Peterson's personal interest in dinosaurs began when he was eight. While digging a play fort, he and a friend unearthed a pig skeleton near his father's auto-repair shop in Corvallis, south of Missoula. The site had formerly been a cheese factory where excess whey was fed to pigs.

"We got this skull. It was huge to us. It had tusks," Peterson said. "We were sure it was a dinosaur."

His professional start with paleontology began when he was looking for a senior design project and asked Horner if there was something the dinosaur hunter wanted built to help with excavations.

Initially, Horner said no, but later he asked Peterson if he could build a CAT scanner to look inside fossilized bones in a laboratory. Though Peterson figured he could build one, he came up with a far cheaper alternative -- to buy a used CAT scanner. Since it was the size of a truck, Horner passed. However, he did invite Peterson to a dig.

"At first, I was just a person who hauled things around and dug holes," Peterson said. "From then on it just got to be a bad habit."

Since then he has become an integral part of Horner's field operations overseeing the quality of fossil collection, preservation and record keeping in the field. He also repairs everything from vehicles to satellite communications and lends his 6-foot-8 frame to cooking, digging, setting up tents and pretty much anything else that needs to be done around camp. Horner offered him a full-time job when he graduated in 2005, but Peterson wanted to keep one foot in the engineering world.

Brilliant, quirky and affable all describe Peterson, said Horner.

"I'm always looking for new methods of acquiring new kinds of interesting data concerning dinosaur fossils, and therefore have a need for someone with curiosity and ingenuity," Horner said. "Nels is just exactly the kind of person I need for the kinds of things I do."

In addition to the eastern Montana work, Peterson has assisted digs in Mongolia and Niger. The latter was with Paul Sereno, of the University of Chicago, in unearthing a 12-meter-long "supercroc" that lived 110 million years ago.

In 2000, Peterson helped Horner unearth the 68-million-year-old Tyrannosaurus rex known as B. rex that has yielded one of paleontology's biggest finds -- intact protein. The fossil was buried 47 feet deep, and its excavation was one of the largest in the world.

During the winters, Peterson can be found in Boston where his wife, Laura Loge, is training to be an opera singer at the New England Conservatory of Music. Peterson fills his time with projects at MIT's Center for Bits and Atoms, an engineering workshop, where he has guest access.

"He's an amazing fellow," said Steve Shaw, an MSU electrical engineering professor who employed Peterson for three years as an undergraduate for research on fuel cells.

"He's been one of the highlights of my time at MSU," Shaw said. "I think he's taken every course on campus and may know more than some professors, but if you want him to keep working on something you have to keep him interested. I always joke with him that it took him about 15 years to graduate."

Actually, it took Peterson seven years to finish his undergraduate degree.

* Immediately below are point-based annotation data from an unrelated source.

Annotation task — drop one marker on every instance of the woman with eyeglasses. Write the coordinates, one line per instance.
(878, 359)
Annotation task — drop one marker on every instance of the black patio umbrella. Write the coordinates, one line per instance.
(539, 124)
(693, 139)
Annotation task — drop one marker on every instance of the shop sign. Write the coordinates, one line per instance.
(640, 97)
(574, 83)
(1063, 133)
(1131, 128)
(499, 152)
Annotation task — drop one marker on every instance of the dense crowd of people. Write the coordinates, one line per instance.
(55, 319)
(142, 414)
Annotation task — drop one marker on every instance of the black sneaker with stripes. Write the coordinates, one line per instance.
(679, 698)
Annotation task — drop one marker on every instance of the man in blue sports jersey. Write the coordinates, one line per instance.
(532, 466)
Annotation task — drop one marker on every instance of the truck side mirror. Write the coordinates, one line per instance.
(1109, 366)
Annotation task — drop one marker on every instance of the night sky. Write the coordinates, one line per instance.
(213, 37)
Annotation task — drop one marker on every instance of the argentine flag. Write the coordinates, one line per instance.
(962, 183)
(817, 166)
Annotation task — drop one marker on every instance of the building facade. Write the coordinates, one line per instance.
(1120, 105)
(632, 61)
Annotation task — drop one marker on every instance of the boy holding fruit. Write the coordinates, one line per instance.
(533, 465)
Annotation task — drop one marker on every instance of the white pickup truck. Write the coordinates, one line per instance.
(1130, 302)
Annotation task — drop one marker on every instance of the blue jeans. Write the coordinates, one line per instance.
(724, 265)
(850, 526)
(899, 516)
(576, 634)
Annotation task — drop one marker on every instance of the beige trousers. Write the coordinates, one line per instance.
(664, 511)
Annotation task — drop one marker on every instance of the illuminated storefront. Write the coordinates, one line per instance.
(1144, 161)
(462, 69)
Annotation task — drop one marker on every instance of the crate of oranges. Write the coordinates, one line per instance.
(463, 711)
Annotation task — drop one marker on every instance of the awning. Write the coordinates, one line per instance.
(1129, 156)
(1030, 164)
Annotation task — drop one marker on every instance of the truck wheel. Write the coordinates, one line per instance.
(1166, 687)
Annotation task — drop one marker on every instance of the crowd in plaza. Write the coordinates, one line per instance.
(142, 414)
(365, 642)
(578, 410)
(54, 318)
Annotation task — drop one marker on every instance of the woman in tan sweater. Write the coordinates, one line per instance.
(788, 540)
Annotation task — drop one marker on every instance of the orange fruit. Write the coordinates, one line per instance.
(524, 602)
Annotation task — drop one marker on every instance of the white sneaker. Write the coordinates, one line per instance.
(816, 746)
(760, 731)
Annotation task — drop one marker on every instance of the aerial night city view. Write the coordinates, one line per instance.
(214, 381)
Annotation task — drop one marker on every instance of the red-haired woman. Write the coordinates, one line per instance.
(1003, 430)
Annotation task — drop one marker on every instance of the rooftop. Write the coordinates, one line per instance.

"I'm very easily distracted, and I tend to find my own way," Peterson said. "I feel bad for the teachers who had me."

Asked what career he'd like to ultimately find himself in, Peterson paused for a moment.

"I don't have an answer to that question," he said. "I just want to be around people who are smarter than me. Lots of people go into engineering because they want to make money, but that's never been my reason. I'll eat rice and beans so long as I can see the world in a new way and do interesting things."